The DNA sequence and subtyping results for the hemorrhagic disease cases in Myanmar showed that they involved different independent EEHV1A strains that were distinct from all other strains examined in countries in Asia or in zoos in Europe and North America. A similar pattern of variability was also obtained for 21 of the 22 cases in India, but this pattern was not always found. In contrast, in every situation observed in which 2 cases of hemorrhagic disease occurred at the same facility at nearly the same time (i.e., within days or weeks of each other), genomes were always identical at all loci tested. These results include paired cases at 2 facilities in Asia (India and Sumatra), 2 cases in Europe (United Kingdom and Germany), and >3 cases in the United States (Texas, Florida, and Missouri). However, identical strains have not been reported for cases at different facilities (and different times), even in the same country. The fact that the 3 cases in Myanmar, although they showed some clear similarities across parts of the genomes and originated from within nearby geographic areas over a relatively short time frame, represent 3 distinct EEHV1A strains is not unexpected. However, more data from additional cases will be required to address whether overall populations of this virus in Myanmar have any common evolutionary features that differentiate them from the numerous and rather broadly diverged examples examined from India or Thailand.

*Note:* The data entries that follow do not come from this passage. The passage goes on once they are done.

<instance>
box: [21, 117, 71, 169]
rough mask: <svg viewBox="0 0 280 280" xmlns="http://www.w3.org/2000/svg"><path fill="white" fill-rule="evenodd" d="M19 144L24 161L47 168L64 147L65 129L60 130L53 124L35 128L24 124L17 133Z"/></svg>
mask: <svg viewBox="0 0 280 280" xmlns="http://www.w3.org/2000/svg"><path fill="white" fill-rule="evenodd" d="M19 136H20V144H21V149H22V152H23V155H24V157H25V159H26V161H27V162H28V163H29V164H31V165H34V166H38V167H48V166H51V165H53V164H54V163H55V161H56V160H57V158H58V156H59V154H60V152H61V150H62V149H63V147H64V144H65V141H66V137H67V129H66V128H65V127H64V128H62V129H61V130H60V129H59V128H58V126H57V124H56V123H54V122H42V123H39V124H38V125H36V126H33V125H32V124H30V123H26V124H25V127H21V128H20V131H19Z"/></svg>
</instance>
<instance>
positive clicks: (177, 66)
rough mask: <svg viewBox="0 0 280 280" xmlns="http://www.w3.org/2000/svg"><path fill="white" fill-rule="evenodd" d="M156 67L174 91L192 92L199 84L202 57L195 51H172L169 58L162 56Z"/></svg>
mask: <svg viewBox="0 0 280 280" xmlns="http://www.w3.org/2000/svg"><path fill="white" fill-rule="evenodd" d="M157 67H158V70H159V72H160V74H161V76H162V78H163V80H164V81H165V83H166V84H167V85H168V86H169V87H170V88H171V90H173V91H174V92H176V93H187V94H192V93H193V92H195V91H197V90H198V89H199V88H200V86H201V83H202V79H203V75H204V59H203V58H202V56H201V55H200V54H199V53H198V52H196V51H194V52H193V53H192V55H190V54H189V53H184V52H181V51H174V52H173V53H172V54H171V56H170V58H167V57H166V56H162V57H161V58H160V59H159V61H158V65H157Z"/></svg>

Myanmar is now the sixth country in Asia (after Cambodia, Thailand, India, Laos, and Indonesia) in which apparent EEHV-associated hemorrhagic disease based on gross clinical or pathologic signs involving tissue hemorrhaging has been confirmed by PCR DNA subtype sequencing analysis. A brief preliminary speculation about these and multiple additional potential cases of similar hemorrhagic disease cases in Myanmar logging camps has been reported (). Our findings will help with programs designed to address the increasing number of cases of lethal acute hemorrhagic disease in Asian elephants and possible long-term effects on breeding and survival of this critically endangered species.